Bauman bu başlıkta, eskiden coğrafi sınırların çok boyutlu olarak ‘içeri’ ve ‘dışarı’ ayrımının keskin sınırlarla çizilişinin vurgusunu yaparak değişen yeni dünyada bu sınırların ortadan kalktığını anlatmaktadır. Kendi deyimiyle ‘Bir coğrafi sınır fikrini ‘’gerçek dünyada’’ savunmak giderek güçleşirken, mesafeler artık sorun olmaktan çıkmış bulunuyor.’’ Uzaklık diye bir şey kalmamıştır artık, baktığımız zaman ‘uzaklığın kendisi’ nesnel, kişisellikten arınmış fiziksel bir veri olmaktan çok toplumsal bir üründür ve toplumun ekonomik gelişimine bağlı olarak değişir. Bauman bunun çoğu zaman ‘sınıfsal’ olarak belirlenen bir durum olduğunun altını çizmektedir. Eski zamanlarda da seçkinler, sınır ötesindeki seçkinlerle kendisiyle aynı sınırı paylaşan ancak seçkin olmayanlardan daha çok şey paylaşırlar ve bu günümüzde de böyledir. ‘iç, dış, uzak, yakın’ bunların bir önemi yoktur. Teknolojik gelişmelerle hızlanan ama kaymağını yine yeni sermayenin özgürlerinin yediği, adı üstünde kendilerini kurdukları evcilleştirilebilen bir avantaj gibi düşünülebilir. Kısaca hareket kabiliyeti zıtlıkların boyutlarını değiştirmektedir. Hareket kabiliyetinin tüm teknik faktörleri arasında enformasyon naklinin özellikle büyük rol oynadığına işaret eden Bauman’a göre, bu öyle bir ulaşım türüdür ki fiziksel bedenlerin hareketini gerektirmez, önemi kendisini bedensel taşıyıcılarından arındırmış olmasıdır. Bir nevi ‘gösteren’i ‘gösterilen’den kurtaran araçlardı. Dünya çapındaki ağ (World Wide Web) ortaya çıkışıyla sonuçları müthiş etki yaratan gelişmeler yaşanmıştır. Toplumsal birleşme ayrışma temelinde bu sonuçlar incelenmiştir. Bu noktada wetware (söylenti ağı) küçük ölçekli cemaatsel ağları temsil eden ağ ile, worldwideweb arasındaki uçurum dikkat çekmektedir. Kısaca uyum sağlayanlar özgürleşirken, küreselleşirken sağlayamayanlar uçurumu daha da derinleştirirler. İkisi bir arada olduğunda da cemaat içi iletişimin cemaatler arası alışveriş karşısında hiçbir üstünlüğünün kalmadığı görülmektedir.
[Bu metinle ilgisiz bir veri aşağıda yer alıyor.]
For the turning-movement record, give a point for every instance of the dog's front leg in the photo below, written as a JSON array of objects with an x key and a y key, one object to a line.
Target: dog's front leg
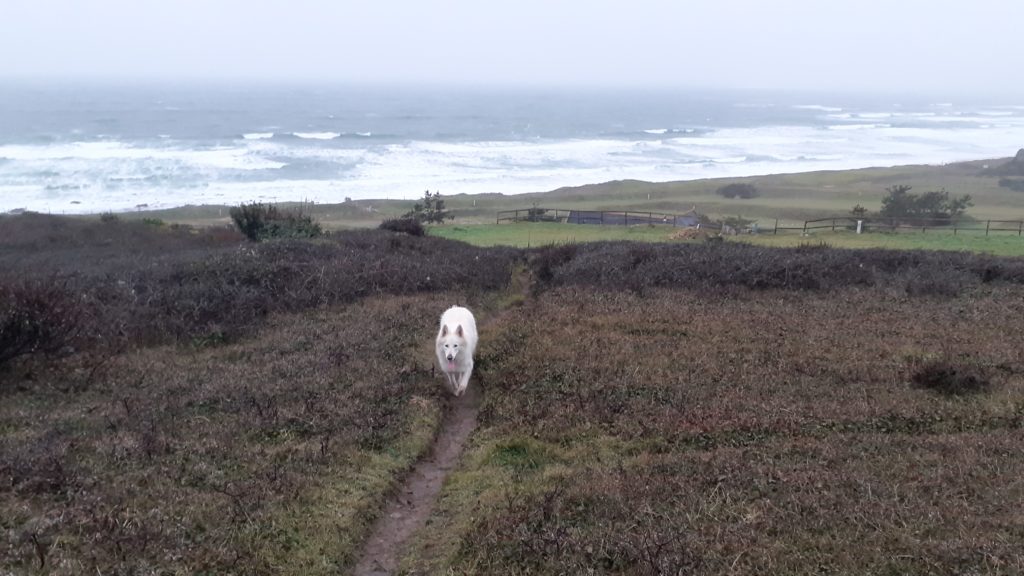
[{"x": 464, "y": 379}]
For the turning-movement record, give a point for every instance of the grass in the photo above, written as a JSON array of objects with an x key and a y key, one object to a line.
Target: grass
[
  {"x": 236, "y": 408},
  {"x": 525, "y": 235},
  {"x": 681, "y": 430},
  {"x": 792, "y": 198},
  {"x": 1001, "y": 244}
]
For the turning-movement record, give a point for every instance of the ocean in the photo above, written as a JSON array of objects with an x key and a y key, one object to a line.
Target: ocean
[{"x": 94, "y": 147}]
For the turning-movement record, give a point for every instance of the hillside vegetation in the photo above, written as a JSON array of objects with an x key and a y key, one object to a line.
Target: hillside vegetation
[{"x": 185, "y": 401}]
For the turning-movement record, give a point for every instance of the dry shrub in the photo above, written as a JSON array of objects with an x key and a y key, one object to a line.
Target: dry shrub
[
  {"x": 950, "y": 377},
  {"x": 203, "y": 290},
  {"x": 631, "y": 266},
  {"x": 36, "y": 318},
  {"x": 213, "y": 460},
  {"x": 411, "y": 227}
]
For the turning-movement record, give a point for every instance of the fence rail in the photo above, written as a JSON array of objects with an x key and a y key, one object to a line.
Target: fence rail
[
  {"x": 605, "y": 217},
  {"x": 635, "y": 217}
]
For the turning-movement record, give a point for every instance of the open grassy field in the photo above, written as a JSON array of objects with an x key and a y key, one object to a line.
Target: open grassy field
[
  {"x": 791, "y": 198},
  {"x": 525, "y": 235},
  {"x": 178, "y": 401}
]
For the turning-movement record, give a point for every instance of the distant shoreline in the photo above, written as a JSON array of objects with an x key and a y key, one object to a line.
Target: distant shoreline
[{"x": 797, "y": 196}]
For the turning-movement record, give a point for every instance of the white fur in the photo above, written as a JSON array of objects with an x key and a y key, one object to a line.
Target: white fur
[{"x": 455, "y": 346}]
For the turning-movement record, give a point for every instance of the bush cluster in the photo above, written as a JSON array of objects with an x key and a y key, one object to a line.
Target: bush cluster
[
  {"x": 738, "y": 190},
  {"x": 411, "y": 227},
  {"x": 164, "y": 288},
  {"x": 36, "y": 317},
  {"x": 263, "y": 221}
]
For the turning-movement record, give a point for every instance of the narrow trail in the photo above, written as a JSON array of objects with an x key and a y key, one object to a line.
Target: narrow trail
[{"x": 409, "y": 509}]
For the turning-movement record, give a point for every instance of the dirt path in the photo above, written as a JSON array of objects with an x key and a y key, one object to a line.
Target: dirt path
[{"x": 409, "y": 510}]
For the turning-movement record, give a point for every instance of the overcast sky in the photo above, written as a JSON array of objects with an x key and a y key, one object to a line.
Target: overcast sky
[{"x": 868, "y": 45}]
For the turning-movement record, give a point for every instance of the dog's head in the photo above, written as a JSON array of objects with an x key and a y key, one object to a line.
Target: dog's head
[{"x": 452, "y": 343}]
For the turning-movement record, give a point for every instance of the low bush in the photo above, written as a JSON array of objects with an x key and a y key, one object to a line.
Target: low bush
[
  {"x": 949, "y": 377},
  {"x": 738, "y": 190},
  {"x": 36, "y": 318},
  {"x": 263, "y": 221},
  {"x": 411, "y": 227}
]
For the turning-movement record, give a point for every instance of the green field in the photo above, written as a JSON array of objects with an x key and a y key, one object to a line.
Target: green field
[
  {"x": 525, "y": 235},
  {"x": 183, "y": 401},
  {"x": 788, "y": 198}
]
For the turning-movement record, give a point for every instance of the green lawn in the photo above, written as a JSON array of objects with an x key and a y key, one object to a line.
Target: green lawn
[
  {"x": 540, "y": 234},
  {"x": 524, "y": 235}
]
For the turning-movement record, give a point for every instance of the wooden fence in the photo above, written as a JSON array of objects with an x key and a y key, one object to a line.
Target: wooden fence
[
  {"x": 905, "y": 224},
  {"x": 635, "y": 217}
]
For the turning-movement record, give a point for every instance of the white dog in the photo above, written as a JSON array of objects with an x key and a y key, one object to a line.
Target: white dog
[{"x": 456, "y": 342}]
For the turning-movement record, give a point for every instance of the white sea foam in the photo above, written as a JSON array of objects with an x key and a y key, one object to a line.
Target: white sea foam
[
  {"x": 856, "y": 126},
  {"x": 316, "y": 135},
  {"x": 110, "y": 175},
  {"x": 818, "y": 107}
]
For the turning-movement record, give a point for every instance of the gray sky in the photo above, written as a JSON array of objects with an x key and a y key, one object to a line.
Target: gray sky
[{"x": 905, "y": 45}]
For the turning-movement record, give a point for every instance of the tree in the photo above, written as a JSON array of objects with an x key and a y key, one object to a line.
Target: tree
[
  {"x": 430, "y": 210},
  {"x": 937, "y": 205}
]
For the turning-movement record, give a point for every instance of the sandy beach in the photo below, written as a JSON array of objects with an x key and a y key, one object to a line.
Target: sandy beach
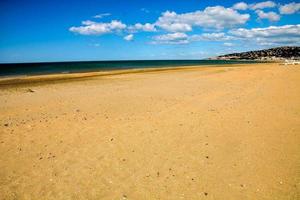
[{"x": 230, "y": 132}]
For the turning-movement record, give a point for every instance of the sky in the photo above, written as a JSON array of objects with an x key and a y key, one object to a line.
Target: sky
[{"x": 82, "y": 30}]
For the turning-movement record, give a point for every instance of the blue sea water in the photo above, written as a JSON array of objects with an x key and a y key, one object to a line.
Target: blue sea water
[{"x": 13, "y": 69}]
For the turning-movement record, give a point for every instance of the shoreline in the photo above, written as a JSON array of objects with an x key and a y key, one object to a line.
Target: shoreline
[
  {"x": 60, "y": 77},
  {"x": 225, "y": 132}
]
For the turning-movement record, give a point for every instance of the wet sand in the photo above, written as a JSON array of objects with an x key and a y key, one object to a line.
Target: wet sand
[{"x": 198, "y": 133}]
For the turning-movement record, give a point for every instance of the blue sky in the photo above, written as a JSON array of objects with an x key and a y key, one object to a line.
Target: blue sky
[{"x": 37, "y": 31}]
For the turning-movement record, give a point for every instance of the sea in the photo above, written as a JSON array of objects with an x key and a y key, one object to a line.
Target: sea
[{"x": 19, "y": 69}]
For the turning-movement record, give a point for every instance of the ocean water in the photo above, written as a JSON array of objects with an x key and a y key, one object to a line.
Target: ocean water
[{"x": 13, "y": 69}]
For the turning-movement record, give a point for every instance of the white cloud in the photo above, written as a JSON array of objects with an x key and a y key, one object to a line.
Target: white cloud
[
  {"x": 271, "y": 16},
  {"x": 98, "y": 28},
  {"x": 145, "y": 10},
  {"x": 216, "y": 17},
  {"x": 99, "y": 16},
  {"x": 290, "y": 8},
  {"x": 128, "y": 37},
  {"x": 211, "y": 37},
  {"x": 287, "y": 34},
  {"x": 240, "y": 6},
  {"x": 171, "y": 38},
  {"x": 262, "y": 5},
  {"x": 142, "y": 27}
]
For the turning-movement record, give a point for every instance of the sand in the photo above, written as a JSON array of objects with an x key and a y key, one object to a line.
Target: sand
[{"x": 202, "y": 133}]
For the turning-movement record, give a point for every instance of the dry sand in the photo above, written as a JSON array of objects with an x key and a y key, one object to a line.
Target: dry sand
[{"x": 211, "y": 133}]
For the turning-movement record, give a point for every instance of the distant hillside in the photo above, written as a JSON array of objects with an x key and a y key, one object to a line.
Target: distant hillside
[{"x": 267, "y": 54}]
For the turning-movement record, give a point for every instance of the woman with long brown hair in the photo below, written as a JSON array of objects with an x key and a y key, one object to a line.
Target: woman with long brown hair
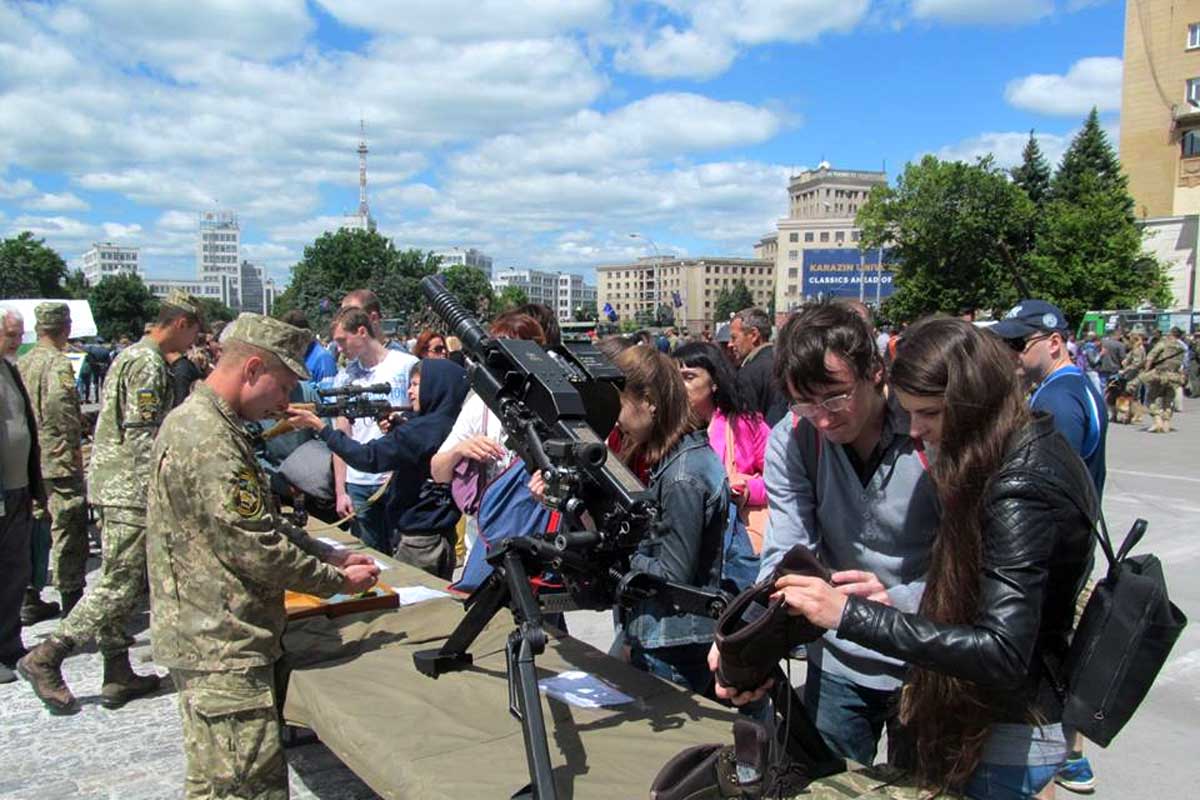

Hal böyle olunca Bauman, bu hızlı iletişimin ucuzluğu kültürün unutulmasına hafızaların esnekleşmesine işaret eder. Wetware’in kapasitelerinin bu yönde paleolitik çağdan beri değişmeden kaldığını çünkü iletişim ortak bilginin daha doğrudan ve yakın ilişkiler içerisinde olduğundan bahseder. Kısaca denebilir ki, yakın dönem gelişmeler içinde en çığır açıcı olan, enformasyonu yerel ölçekle yaymanın maliyeti ile küresel ölçekte yaymanın maliyetinin azalmasıdır. ( Ör: bir mesaj attığınızda şehir içi tarife göre ödemek gibi) Bu doğrultuda Mekan, ‘’işlenmiş, merkezileştirilmiş, örgütlenmiş, normalleştirilmiş hale geldi ve hepsinden öte insan bedeninin doğal kısıtlamalarından kurtarıldı artık mekanı örgütleyen şeyler ‘teknik kapasite, teknik eylem hızı ve kullanım maliyeti oldu. Yani tanrı kerameti değil ‘inşa edilmiş’ rasyonel ve ulusaldır. Bu mekanlarda hiyerarşik ayrım gözetilecek ve her zamankinden daha kapsayıcı yerelliklerin hiyerarşisi olarak tepeye tüneyip bütünü denetleyen yerellik üstü bir devlet otoritesi niteliğinde işlerine de kimseyi karıştırmayacaklardı. Küresel enformasyon ağının gelişiyle birlikte, yurt temelli şehir planlamacıları tarafından planlanmış mimarlar tarafından tasarlanmış inşa edilmiş mekan üzerine bir diğer ‘sibernetik mekan’ örneği görülmektedir. Paul Virilio’ya göre ‘mekansal boyutlardan yoksun, anlık bir yayılmanın bireysel zamansallığı içine kazınmış bir mekandır.’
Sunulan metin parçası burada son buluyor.